Jamie ran two laps around a track in 99 s. How long did it take him to run each lap if he ran the first lap at 8.5 m/s and the second at 8.0 m/s?
First lap: 45 s; second lap: 54 s
B.
First lap: 46 s; second lap: 53 s
C.
First lap: 47 s; second lap: 52 s
D.
First lap: 48 s; second lap: 51 s
2006-11-14 05:58:08 · 3 answers · asked by hillary banks 1 in Science & Mathematics ➔ Mathematics
Let's call the entire track length x, measured in meters.

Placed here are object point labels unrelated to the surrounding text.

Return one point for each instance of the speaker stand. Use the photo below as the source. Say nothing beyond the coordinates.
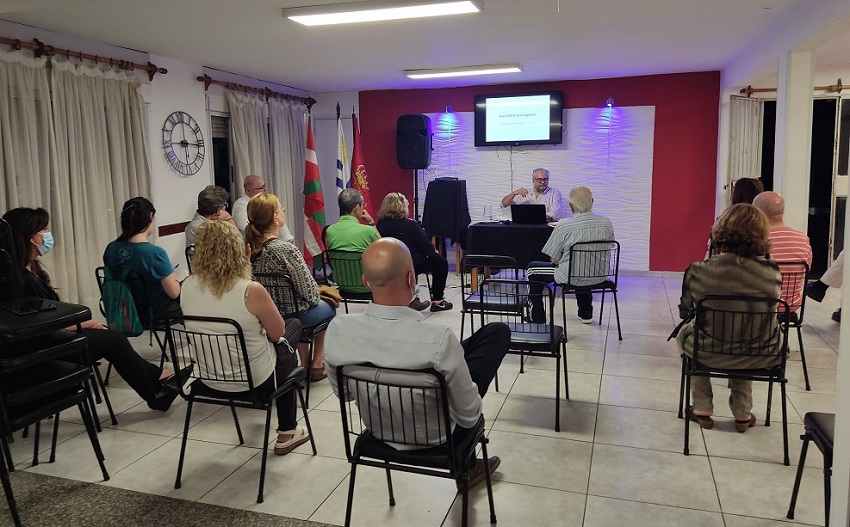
(416, 196)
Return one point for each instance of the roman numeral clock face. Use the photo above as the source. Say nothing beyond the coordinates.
(183, 143)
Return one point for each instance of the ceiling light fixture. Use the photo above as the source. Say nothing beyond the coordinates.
(378, 10)
(463, 71)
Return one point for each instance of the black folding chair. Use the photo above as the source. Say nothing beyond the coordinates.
(220, 357)
(410, 408)
(795, 276)
(475, 268)
(748, 332)
(281, 287)
(594, 268)
(39, 378)
(528, 339)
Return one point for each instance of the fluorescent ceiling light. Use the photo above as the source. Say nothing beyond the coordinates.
(463, 71)
(372, 11)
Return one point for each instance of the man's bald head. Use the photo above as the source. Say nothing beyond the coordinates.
(253, 185)
(772, 204)
(387, 268)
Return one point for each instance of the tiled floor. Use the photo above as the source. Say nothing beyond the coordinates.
(617, 460)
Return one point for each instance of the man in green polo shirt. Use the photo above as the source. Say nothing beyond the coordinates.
(349, 234)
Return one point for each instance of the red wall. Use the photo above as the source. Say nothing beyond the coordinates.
(685, 146)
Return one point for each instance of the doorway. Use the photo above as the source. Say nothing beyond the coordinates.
(822, 210)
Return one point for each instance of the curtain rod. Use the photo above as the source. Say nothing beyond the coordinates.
(42, 49)
(832, 88)
(267, 93)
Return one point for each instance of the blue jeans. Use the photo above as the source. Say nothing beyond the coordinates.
(584, 301)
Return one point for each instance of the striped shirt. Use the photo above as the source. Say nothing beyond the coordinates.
(790, 245)
(550, 197)
(581, 227)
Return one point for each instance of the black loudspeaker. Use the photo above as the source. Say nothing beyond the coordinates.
(413, 141)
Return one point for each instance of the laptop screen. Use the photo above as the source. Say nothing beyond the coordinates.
(531, 213)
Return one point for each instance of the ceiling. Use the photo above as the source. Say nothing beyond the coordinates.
(551, 39)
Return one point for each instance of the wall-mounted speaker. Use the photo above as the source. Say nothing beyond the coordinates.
(413, 141)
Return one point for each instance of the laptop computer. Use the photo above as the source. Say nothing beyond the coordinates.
(531, 213)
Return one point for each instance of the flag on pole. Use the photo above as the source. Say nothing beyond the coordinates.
(314, 205)
(342, 168)
(358, 169)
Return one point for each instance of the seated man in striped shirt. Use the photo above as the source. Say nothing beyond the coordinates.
(786, 244)
(583, 226)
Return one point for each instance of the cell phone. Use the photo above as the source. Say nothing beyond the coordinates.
(30, 306)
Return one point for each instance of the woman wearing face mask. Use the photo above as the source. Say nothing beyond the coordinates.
(32, 240)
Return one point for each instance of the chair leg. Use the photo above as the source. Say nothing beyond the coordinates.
(800, 466)
(682, 408)
(566, 376)
(99, 381)
(827, 489)
(306, 418)
(786, 460)
(686, 450)
(55, 437)
(390, 485)
(35, 441)
(558, 393)
(350, 501)
(769, 403)
(177, 482)
(7, 487)
(236, 422)
(484, 442)
(265, 451)
(95, 443)
(617, 312)
(92, 408)
(7, 454)
(803, 358)
(601, 307)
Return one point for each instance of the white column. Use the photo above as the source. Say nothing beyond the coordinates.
(792, 155)
(840, 507)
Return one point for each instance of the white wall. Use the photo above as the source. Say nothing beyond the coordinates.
(325, 133)
(174, 196)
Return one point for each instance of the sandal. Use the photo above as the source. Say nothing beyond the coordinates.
(742, 426)
(299, 437)
(703, 421)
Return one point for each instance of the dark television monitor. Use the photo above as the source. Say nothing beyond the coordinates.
(519, 119)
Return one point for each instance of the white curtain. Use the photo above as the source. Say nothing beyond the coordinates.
(100, 131)
(25, 129)
(250, 134)
(288, 121)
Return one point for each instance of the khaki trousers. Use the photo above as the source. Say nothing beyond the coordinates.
(740, 400)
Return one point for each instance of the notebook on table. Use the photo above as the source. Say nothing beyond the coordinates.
(532, 213)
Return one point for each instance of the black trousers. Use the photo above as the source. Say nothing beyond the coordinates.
(438, 266)
(483, 352)
(141, 375)
(584, 301)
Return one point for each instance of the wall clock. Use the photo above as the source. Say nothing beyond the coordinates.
(183, 143)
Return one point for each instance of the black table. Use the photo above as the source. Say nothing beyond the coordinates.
(524, 243)
(16, 328)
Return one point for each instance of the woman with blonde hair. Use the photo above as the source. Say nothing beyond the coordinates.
(220, 286)
(271, 255)
(742, 267)
(393, 222)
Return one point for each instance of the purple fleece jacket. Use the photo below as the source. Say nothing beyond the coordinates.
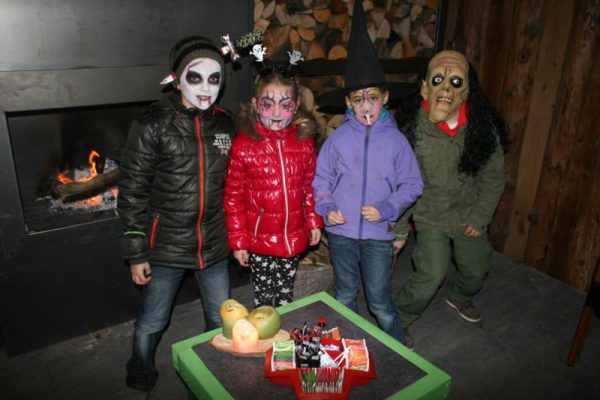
(360, 165)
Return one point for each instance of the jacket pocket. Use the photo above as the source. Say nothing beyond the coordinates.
(337, 182)
(257, 222)
(154, 229)
(389, 184)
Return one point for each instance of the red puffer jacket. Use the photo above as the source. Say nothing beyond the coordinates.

To arrive at the time, we have to divide the distance by the speed:
x / 8.5 + x/8.0 = 99
multiply all sides by 8.5 and by 8.0
8.0 X + 8.5 X = 8.0 * 8.5 *99
16,5 X = 8*8.5*99
X = 8*8.5*99/16.5
Time for the first lap:
T1 = X / 8.5 s
T1 = 8*99/16.5 s
T2 = X / 8.0 S
T2 = 8.5*99/16.5 s
calculator time....
Solution D
2006-11-14 06:10:05 · answer #1 · answered by jorganos 6 · 0⤊ 0⤋
Whenever you have problem with multiple rates, you have to right multiple equations:
T1 + T2 = T
D1 + D2 = D
R1*T1 = D1
R2*T2 = D2
Since you have total time (T), R1, and R2, you are left with variable T1, T2, D1, D2, and D. But D1 and D2 are equal (same track/distance both laps)! So you can then say
R1*T1 = R2*T2
Combine this with the first equation, and you have 2 equations and 2 unknowns, which is solvable using standard algebraic techniques (combination or substition).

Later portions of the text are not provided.